Initiation and promotion lead to neoplasms when they affect proto-oncogenes and tumour suppressor genes. Because tumour suppressor genes act like brakes on tumour growth, both alleles must be inactivated, which explains why they need two hits, i.e. one for each allele. In contrast, genes that enhance neoplastic growth are known as oncogenes and are abnormally activated versions of normal genes called proto -oncogenes. Only one allele of each proto -oncogene needs to be activated to favour neoplastic growth.

15

Give an example of common oncogenes and Tumour supressor genes that are mutated in cancers

The first human oncogene to be discovered was RAS and this is mutated in approximately a third of all malignant neoplasms. The RAS proto - oncogene encodes a small G protein that relays signals into the cell that eventually pushes the cell past the cell cycle restriction point. Mutant RAS encodes a protein that is always active, ultimately producing a constant signal to pass through the cell cycle’s restriction point. In contrast, the RB gene restrains cell proliferation by inhibiting passage through the restriction point.

16

Give 7 examples of the types of genes that proto-oncogenes can encode?

1. Growth factors (e.g. PDGF)
2. Growth factor receptors (e.g. HER2)
3. Plasma membrane signal transducers (e.g. RAS)
4. Intracellular kinases (e.g. BRAF)
5. Transcription factors (e.g. MYC)
6. Cell cycle regulators (e.g. CYCLIN D1)
7. Apoptosis regulators (e.g. BCL2).

TS genes encode proteins in the same pathways but with anti -growth effects (e.g. TP53).

17

What causes xeroderma Pigmentosum?

Xeroderma Pigmentosum (XP) is due to mutations in DNA repair genes, it is autosomal recessive, is due to mutations in one of 7 genes that affect DNA nucleotide excision repair (NER). These patients are very sensitive to UV damage and develop skin cancer at a young age (nucleotide instability).

18

What causes Hereditary non-polyposiscolon cancer syndrome?

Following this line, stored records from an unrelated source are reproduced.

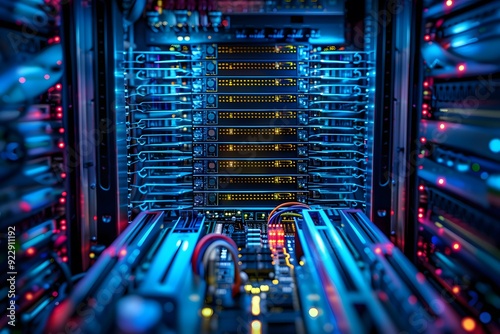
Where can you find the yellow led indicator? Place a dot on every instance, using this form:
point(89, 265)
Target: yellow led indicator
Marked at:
point(207, 312)
point(255, 305)
point(256, 327)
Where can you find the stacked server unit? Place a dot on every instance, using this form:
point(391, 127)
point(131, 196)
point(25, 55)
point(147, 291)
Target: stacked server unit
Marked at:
point(227, 121)
point(459, 162)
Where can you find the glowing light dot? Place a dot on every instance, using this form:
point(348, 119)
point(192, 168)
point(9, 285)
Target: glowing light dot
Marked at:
point(468, 324)
point(313, 312)
point(256, 325)
point(207, 312)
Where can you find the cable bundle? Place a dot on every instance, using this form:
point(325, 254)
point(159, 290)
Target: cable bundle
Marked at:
point(205, 246)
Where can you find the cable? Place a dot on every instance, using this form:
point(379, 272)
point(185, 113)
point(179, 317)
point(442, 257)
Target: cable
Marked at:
point(288, 204)
point(234, 257)
point(201, 247)
point(273, 216)
point(64, 268)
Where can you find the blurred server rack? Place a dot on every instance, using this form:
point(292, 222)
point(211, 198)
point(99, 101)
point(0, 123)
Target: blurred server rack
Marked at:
point(457, 177)
point(34, 191)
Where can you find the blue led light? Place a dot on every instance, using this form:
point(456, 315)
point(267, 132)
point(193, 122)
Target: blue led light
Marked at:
point(485, 317)
point(495, 145)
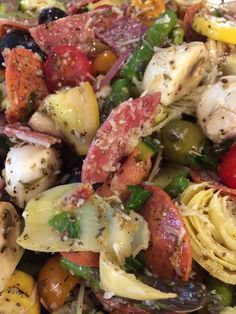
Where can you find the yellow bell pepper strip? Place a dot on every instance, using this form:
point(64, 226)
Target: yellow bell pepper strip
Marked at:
point(148, 10)
point(217, 28)
point(20, 295)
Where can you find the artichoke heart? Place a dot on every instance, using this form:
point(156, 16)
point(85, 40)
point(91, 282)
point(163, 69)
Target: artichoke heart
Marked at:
point(116, 281)
point(211, 224)
point(76, 114)
point(102, 227)
point(175, 71)
point(11, 252)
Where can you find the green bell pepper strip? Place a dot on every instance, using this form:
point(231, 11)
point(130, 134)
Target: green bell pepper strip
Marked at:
point(137, 198)
point(89, 274)
point(177, 35)
point(177, 186)
point(154, 37)
point(120, 93)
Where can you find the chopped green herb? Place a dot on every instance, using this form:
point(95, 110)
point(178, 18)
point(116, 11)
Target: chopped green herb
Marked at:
point(29, 110)
point(177, 186)
point(137, 198)
point(89, 274)
point(67, 224)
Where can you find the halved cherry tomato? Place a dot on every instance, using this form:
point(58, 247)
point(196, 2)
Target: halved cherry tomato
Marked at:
point(104, 62)
point(66, 66)
point(82, 258)
point(169, 253)
point(227, 169)
point(190, 13)
point(55, 283)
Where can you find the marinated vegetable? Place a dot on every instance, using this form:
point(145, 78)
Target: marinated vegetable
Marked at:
point(117, 131)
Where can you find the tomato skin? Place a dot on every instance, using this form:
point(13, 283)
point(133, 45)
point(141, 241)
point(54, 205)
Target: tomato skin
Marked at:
point(167, 256)
point(66, 66)
point(104, 62)
point(227, 169)
point(90, 259)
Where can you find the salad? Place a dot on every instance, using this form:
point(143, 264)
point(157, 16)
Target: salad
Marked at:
point(118, 157)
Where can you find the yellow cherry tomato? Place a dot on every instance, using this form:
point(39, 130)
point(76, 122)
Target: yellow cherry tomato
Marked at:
point(216, 28)
point(20, 295)
point(55, 284)
point(148, 10)
point(103, 62)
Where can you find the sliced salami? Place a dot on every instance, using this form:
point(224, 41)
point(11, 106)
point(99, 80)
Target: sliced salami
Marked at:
point(118, 136)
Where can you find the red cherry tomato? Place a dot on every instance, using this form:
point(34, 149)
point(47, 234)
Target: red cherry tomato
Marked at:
point(190, 34)
point(227, 169)
point(66, 66)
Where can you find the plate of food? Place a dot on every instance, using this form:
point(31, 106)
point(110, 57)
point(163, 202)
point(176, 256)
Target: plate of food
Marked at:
point(118, 157)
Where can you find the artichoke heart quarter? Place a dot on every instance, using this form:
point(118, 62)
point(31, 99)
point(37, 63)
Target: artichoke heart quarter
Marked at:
point(211, 223)
point(102, 227)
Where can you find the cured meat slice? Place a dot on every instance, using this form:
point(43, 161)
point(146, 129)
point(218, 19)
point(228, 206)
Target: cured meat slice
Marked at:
point(169, 254)
point(118, 136)
point(72, 30)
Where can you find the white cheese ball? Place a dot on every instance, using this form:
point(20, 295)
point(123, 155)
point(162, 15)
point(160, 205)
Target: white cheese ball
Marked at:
point(216, 111)
point(29, 170)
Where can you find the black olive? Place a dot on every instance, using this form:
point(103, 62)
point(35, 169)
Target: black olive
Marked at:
point(50, 14)
point(19, 38)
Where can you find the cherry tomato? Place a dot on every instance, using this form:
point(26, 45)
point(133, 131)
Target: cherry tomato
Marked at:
point(151, 9)
point(55, 284)
point(66, 66)
point(190, 33)
point(103, 62)
point(90, 259)
point(227, 169)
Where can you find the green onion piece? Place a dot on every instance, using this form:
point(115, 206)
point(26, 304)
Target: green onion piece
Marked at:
point(66, 224)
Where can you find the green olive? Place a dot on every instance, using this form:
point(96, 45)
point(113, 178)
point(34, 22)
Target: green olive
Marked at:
point(224, 291)
point(179, 137)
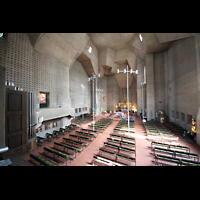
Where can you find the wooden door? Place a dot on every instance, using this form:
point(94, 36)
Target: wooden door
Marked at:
point(16, 118)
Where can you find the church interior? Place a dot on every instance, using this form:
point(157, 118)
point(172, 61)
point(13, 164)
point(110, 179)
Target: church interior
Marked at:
point(99, 99)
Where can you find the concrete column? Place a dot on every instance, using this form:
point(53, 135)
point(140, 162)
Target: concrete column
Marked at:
point(140, 79)
point(2, 105)
point(150, 88)
point(197, 41)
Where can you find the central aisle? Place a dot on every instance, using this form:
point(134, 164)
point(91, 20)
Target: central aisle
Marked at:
point(87, 154)
point(143, 156)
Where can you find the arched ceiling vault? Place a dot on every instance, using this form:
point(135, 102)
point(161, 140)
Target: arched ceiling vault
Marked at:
point(110, 51)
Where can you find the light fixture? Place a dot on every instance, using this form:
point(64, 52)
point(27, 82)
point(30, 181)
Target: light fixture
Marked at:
point(90, 50)
point(126, 71)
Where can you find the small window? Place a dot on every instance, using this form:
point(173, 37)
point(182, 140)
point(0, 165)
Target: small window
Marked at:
point(189, 119)
point(44, 99)
point(183, 117)
point(140, 36)
point(172, 114)
point(177, 115)
point(90, 50)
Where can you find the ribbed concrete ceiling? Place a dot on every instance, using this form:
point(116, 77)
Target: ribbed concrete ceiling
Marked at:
point(111, 51)
point(115, 41)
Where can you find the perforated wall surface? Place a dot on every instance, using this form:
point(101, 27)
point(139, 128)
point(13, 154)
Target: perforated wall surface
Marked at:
point(32, 71)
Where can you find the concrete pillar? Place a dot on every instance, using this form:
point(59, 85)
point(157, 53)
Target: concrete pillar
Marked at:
point(140, 79)
point(2, 105)
point(150, 88)
point(197, 41)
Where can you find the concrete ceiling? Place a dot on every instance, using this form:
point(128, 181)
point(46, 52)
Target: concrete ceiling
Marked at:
point(110, 51)
point(115, 41)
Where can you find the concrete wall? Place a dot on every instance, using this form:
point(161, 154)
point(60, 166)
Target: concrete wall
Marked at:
point(182, 80)
point(150, 87)
point(102, 84)
point(159, 81)
point(78, 76)
point(35, 72)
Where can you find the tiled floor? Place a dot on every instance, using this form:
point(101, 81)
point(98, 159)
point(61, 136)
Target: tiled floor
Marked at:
point(143, 150)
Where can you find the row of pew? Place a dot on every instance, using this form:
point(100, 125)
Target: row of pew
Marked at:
point(155, 131)
point(118, 150)
point(171, 126)
point(166, 152)
point(67, 150)
point(101, 124)
point(122, 127)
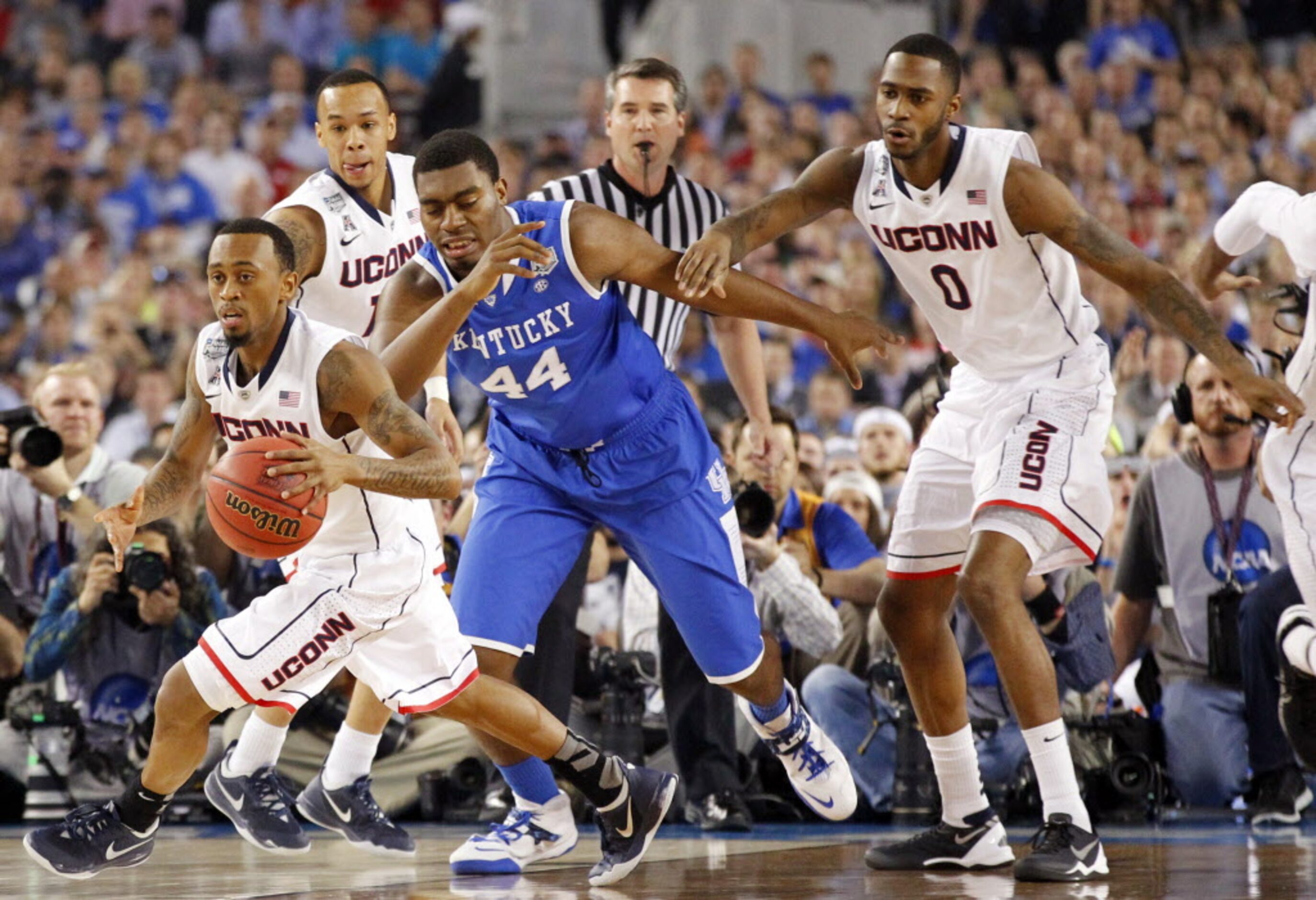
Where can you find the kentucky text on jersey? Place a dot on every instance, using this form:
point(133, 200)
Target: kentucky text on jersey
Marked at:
point(532, 331)
point(935, 239)
point(367, 270)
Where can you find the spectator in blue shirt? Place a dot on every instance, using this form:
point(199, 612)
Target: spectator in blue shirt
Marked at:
point(1131, 36)
point(23, 253)
point(824, 96)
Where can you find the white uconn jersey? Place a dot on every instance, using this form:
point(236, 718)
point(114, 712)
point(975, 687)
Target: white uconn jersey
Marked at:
point(364, 245)
point(283, 398)
point(1003, 303)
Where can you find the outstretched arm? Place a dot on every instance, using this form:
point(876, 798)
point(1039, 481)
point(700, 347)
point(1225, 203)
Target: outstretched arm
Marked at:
point(611, 248)
point(353, 383)
point(827, 185)
point(1040, 204)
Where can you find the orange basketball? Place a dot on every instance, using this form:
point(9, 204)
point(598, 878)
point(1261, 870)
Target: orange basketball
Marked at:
point(245, 507)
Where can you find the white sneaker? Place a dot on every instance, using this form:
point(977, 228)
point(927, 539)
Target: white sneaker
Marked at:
point(531, 833)
point(819, 773)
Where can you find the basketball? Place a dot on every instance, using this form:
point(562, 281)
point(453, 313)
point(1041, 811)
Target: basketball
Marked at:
point(245, 506)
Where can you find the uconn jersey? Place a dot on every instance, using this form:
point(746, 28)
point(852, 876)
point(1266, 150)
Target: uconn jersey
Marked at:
point(364, 246)
point(562, 362)
point(1003, 303)
point(675, 218)
point(283, 398)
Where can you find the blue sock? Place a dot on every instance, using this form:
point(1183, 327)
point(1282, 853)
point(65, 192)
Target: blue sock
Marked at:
point(531, 779)
point(767, 714)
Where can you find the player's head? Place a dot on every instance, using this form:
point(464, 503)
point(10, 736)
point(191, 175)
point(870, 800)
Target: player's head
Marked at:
point(781, 479)
point(461, 196)
point(919, 94)
point(252, 274)
point(1214, 399)
point(647, 112)
point(355, 124)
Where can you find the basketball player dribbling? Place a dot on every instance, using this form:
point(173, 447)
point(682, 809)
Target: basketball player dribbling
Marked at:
point(1010, 478)
point(366, 595)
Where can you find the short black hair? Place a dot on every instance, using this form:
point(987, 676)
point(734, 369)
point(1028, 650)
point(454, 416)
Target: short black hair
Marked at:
point(932, 48)
point(283, 251)
point(453, 148)
point(345, 77)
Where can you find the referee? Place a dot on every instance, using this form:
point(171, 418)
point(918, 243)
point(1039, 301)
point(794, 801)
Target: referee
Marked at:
point(647, 117)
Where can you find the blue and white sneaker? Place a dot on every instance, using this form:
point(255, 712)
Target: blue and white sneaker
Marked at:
point(260, 807)
point(89, 840)
point(628, 830)
point(531, 833)
point(816, 768)
point(352, 811)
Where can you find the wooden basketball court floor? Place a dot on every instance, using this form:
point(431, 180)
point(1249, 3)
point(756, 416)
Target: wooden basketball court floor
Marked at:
point(1189, 860)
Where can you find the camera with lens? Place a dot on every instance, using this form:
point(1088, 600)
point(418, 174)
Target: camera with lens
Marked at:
point(623, 677)
point(755, 508)
point(31, 438)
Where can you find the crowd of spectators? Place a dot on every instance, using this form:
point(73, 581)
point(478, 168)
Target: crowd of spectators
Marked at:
point(129, 131)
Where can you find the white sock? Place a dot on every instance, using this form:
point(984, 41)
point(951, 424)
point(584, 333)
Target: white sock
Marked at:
point(258, 747)
point(1301, 638)
point(349, 758)
point(956, 761)
point(1048, 748)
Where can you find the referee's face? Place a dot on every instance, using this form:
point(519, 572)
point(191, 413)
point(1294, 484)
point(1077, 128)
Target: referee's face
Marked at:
point(644, 117)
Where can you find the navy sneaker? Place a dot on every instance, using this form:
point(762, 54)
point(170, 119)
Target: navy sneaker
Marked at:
point(89, 840)
point(628, 828)
point(352, 811)
point(260, 807)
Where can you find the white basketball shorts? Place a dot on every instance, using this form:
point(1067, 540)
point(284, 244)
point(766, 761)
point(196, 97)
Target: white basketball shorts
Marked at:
point(1022, 457)
point(383, 616)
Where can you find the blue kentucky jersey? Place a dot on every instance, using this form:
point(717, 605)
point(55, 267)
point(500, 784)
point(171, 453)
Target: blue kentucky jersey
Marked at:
point(562, 364)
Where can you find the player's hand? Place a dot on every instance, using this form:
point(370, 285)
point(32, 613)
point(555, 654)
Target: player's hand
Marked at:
point(1269, 398)
point(501, 257)
point(160, 607)
point(122, 524)
point(439, 415)
point(703, 267)
point(101, 579)
point(765, 447)
point(325, 469)
point(848, 334)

Hereditary non -polyposis colon cancer (HNPCC) syndrome, which is autosomal dominant, is associated with colon carcinoma and the germline mutation affects one of several DNA mismatch repair genes (Microsatellite instability).

19

What do the BRAC1 and BRAC2 genes encode?

Familial breast carcinoma is associated with either BRCA1 or BRCA2 genes that are important for repairing double strand DNA breaks.

20

Why do neoplasms have an accelerated mutation rate compared to normal cells, other than their fast growth rate

Genes that maintain genetic stability belong to a class of tumour suppressor genes called caretaker genes, various mutations of these genes can be found in sporadic malignant neoplasms (chromosomal instability). Chromosome segregation during mitosis can also be abnormal in malignant cells. Together, these alterations account for the accelerated mutation rate found in malignant neoplasms that is known as genetic instability.

21

What is progression?

Multiple mutations are required to make a malignant neoplasm. Most malignant tumours require alterations affecting a combination of multiple TS genes and proto -oncogenes. These mutations are acquired over decades. This steady accumulation of multiple mutations is called cancer progression. Therefore cancer evolves by initiation and promotion and finally by progression.

22

What are the 6 hallmarks of malignant neoplasms?

• Oncogenes
• Mutated tumour suppressor genes
• Mutated Telomerase
• Angiogenic abilities
• Resistance to apoptosis
• The ability to invade and produce metastases.